For exemple with openssl the sequence of commands to generate a RSA key pair can be:
openssl genrsa -out private.key 2048
openssl rsa -in private.key -pubout -out public.key
It should be clear enough that the first command generate both keys in the private key file and that the public key is merely extracted from it.
The consequence is that if your private key is ever compromized, both your keys would be compromized. The other way around is secure, you can't deduce the private key if you know the public key neither from the file nor from a mathematical attack.
encryption with private key is mathematically weak: well, the previous point is already enough, but some devious users could be considering using asymmetric cryptography
keeping both keys hidden for exchanging data. Don't, use symmetric ciphering if you want to do that kind of exchanges. Yes it is possible to crypt a message using private key and decrypt it using public one (that's basically what is used for signing, but the use case is different as you also have initial message). Internal parameters of the two keys are not the sames and all the strongness of cryptography has been prooved only for the usual direction and common usage.
It really depends on what you call "private key." In almost every practical sitation, the sender knowing the private key also knows the public key. It provides others with its public key so it needs to know it. So in essence, that "private key" will contain "public key" information or at least it can be derived from it.
Generally, you cannot swap private and public keys. In fact, they are not always of the same type (depending on the cryptosystem used). For instance, in ECDSA, your public key is a two-dimensional "point" on an elliptic curve, whereas your private key is a number.
From http://www.webopedia.com/TERM/P/public_key_cryptography.html:
A cryptographic system that uses two
keys -- a public key known to everyone
and a private or secret key known only
to the recipient of the message. When
John wants to send a secure message to
Jane, he uses Jane's public key to
encrypt the message. Jane then uses
her private key to decrypt it.
An important element to the public key
system is that the public and private
keys are related in such a way that
only the public key can be used to
encrypt messages and only the
corresponding private key can be used
to decrypt them. Moreover, it is
virtually impossible to deduce the
private key if you know the public
key.
No. That is the idea of generating a pair of keys in PPK world. You typically encrypt with the public key and decrypt with the private key. So you'd share the public key with your friends and ask them to use it when they send you their bank account number.
i have been using PGP. I need to safely store our PGP keyring for our application that will be processing some pgp files. Can I believe that the PGP is Asymmetric cryptography and i should be able to store the information for keyring in a key container?
PGP is a hybrid cryptographic system i.e it uses a mix of public/private asymmetric and standard symmetric encyption/decryption. It generates a unique session ID which it uses to encrypt the data it then encrypts the session ID with your public key.

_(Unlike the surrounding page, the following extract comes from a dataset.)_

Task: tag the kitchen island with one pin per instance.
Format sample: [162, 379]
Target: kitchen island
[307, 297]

It then adds the asymetric encrypted session ID to the symmetric encrypted data to produce the final ciphertext
For decryption, the private key is used to decrypt the session ID and then standard symmetric decryption to retrieve the plain text.
PGP stores two sets of keyrings - public keyrings and private keyrings.
So if you shipped the private keyring with your app then anyone could use the private key to decrypt the pgp files.
Public/Private key security is not a magic bullet it still relies on the user keeping their private key or keyrings safe
Here's a good link on how PGP works in more depth
You should check and see if there is a OS-level keystore to use for that sort of thing. Rolling your own solution is error-prone. Besides, why re-invent the wheel if you don't have to?